Subsidies may spark interest in EV batteries

By Dipti Lavya Swain and Mishthi Seth, HSA Advocates

The Ministry of Road Transport and Highways (MoRTH) is now allowing the sale and registration of electric vehicles (EV) without integral batteries. This benefits original equipment manufacturers (OEM), energy service providers and other stakeholders. This decision aligns with India’s aim to become an all-EV nation, substantially reducing vehicular pollution and oil import bills. It will preserve the environment, help climate change initiatives, reduce import costs and benefit the exchequer, and boost the EV sector. There are, however, legal issues and implications for incentives for EVs and batteries.

Dipti Lavya Swain, HSA Advocates Subsidies may spark interest in EV batteries
Dipti Lavya Swain
HSA Advocates

This is a progressive step as it enables the monetisation of battery swapping technology, brings down the purchase price of EVs and provides cost benefits for end-users. Consumers can install aftermarket batteries under lower cost models than when buying vehicles and batteries together. It raises, however, difficulties over the applicability of incentives approved by the Department of Heavy Industries (DHI), the Faster Adoption and Manufacturing of Hybrid and Electric Vehicles (FAME-II) scheme and the Production Linked Incentive (PLI) scheme for the manufacture of advanced chemistry cells (ACC).

FAME-II provides demand incentives, a form of subsidy, to buyers and end-users in an upfront reduction in the purchase price of EVs, calculated on battery capacity, that is the energy content measured in KWh. FAME-II never contemplated the separate supply of EV hulls and batteries as the battery was the cornerstone of the scheme. This creates ambiguity over the applicability and calculation of demand incentives when batteries and hulls are sold separately.

Under FAME-II, to qualify for demand incentives hybrid and electric vehicles have to be covered by a comprehensive warranty for at least three years to include the battery from the manufacturer and should have access to adequate after-sales service for the life of the vehicle. The separate sale of hull and battery leads to further ambiguity, as EV OEMs may not be able to provide warranties or services for batteries purchased separately by end-users. This may lead to separate warranties and services for batteries and hulls, which may be inefficient and expensive. The government should allow flexibility in this matter. Stakeholder representatives have raised the issue with the DHI and MoRTH and await a response.

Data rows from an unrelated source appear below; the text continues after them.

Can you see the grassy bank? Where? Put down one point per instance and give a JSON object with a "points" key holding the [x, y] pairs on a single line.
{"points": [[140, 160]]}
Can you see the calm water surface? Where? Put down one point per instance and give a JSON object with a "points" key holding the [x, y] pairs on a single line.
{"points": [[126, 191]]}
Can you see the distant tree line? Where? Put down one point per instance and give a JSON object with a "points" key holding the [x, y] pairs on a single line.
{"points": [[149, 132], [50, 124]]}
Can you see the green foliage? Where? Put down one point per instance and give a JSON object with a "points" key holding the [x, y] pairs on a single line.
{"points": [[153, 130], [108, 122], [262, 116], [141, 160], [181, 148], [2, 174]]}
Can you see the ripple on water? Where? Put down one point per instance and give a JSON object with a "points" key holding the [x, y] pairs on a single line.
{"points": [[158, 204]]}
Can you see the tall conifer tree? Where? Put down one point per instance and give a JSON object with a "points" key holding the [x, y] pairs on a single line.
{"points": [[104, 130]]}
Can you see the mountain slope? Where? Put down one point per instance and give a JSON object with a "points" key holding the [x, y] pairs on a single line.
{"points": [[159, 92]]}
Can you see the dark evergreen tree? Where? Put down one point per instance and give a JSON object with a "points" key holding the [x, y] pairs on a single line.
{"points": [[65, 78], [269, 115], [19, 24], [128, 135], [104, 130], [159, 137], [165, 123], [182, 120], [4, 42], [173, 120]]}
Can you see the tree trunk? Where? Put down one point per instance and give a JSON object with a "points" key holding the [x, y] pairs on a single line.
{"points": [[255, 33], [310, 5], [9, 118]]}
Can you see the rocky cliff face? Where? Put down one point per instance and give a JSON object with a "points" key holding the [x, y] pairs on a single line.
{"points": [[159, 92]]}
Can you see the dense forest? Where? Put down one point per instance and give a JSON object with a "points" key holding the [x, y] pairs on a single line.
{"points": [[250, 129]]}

Mishthi Seth, HSA Advocates , Subsidies may spark interest in EV batteries
Mishthi Seth
HSA Advocates

The PLI scheme offers production-linked subsidies for each KWh and percentage of added value on actual sales made by manufacturers who set up production units. At present, demand for ACCs is met through imports and the scheme aims to reduce dependence on such imports.

There will be problems with the application of the goods and services tax (GST). The government reduced the rate of GST on electrically operated vehicles from 12% to 5% in 2019. The purpose was to promote the adoption of EVs by incentivising different EV verticals. The MoRTH decision does not indicate whether an EV without an integral battery will still be classified as an electrically operated vehicle and whether, for any non-outright purchase structure, the 5% GST rate will apply. Ideally, it should. A response from the DHI and MoRTH is also awaited.

These problems are indicators of a fast-evolving and aggressive market with strong governmental backing. To keep up with the government’s intended pace of growth, the policies and rules regulating the sector need to adapt quickly. The legislature and various ministries involved must help catalyse the rapidly expanding EV market.

To resolve the difficulties, there should be incentives and subsidies for the purchase of batteries where hulls and batteries are sold separately, as the battery remains the most expensive component of an EV. This also aligns with the purpose of the FAME-II scheme, which is to bring down the overall cost of EVs. An immediate proactive approach is needed to enact the appropriate legislative framework. The government has constantly tried to improve policies and infrastructure for EVs. The aim is to put India on an equal level with other nations in green initiatives within the next three to four years. In the meantime, it is hoped that individual buyers will become the target market for EV battery manufacturers as the price of EVs falls.

Dipti Lavya Swain is a partner and Mishthi Seth is an associate at HSA Advocates.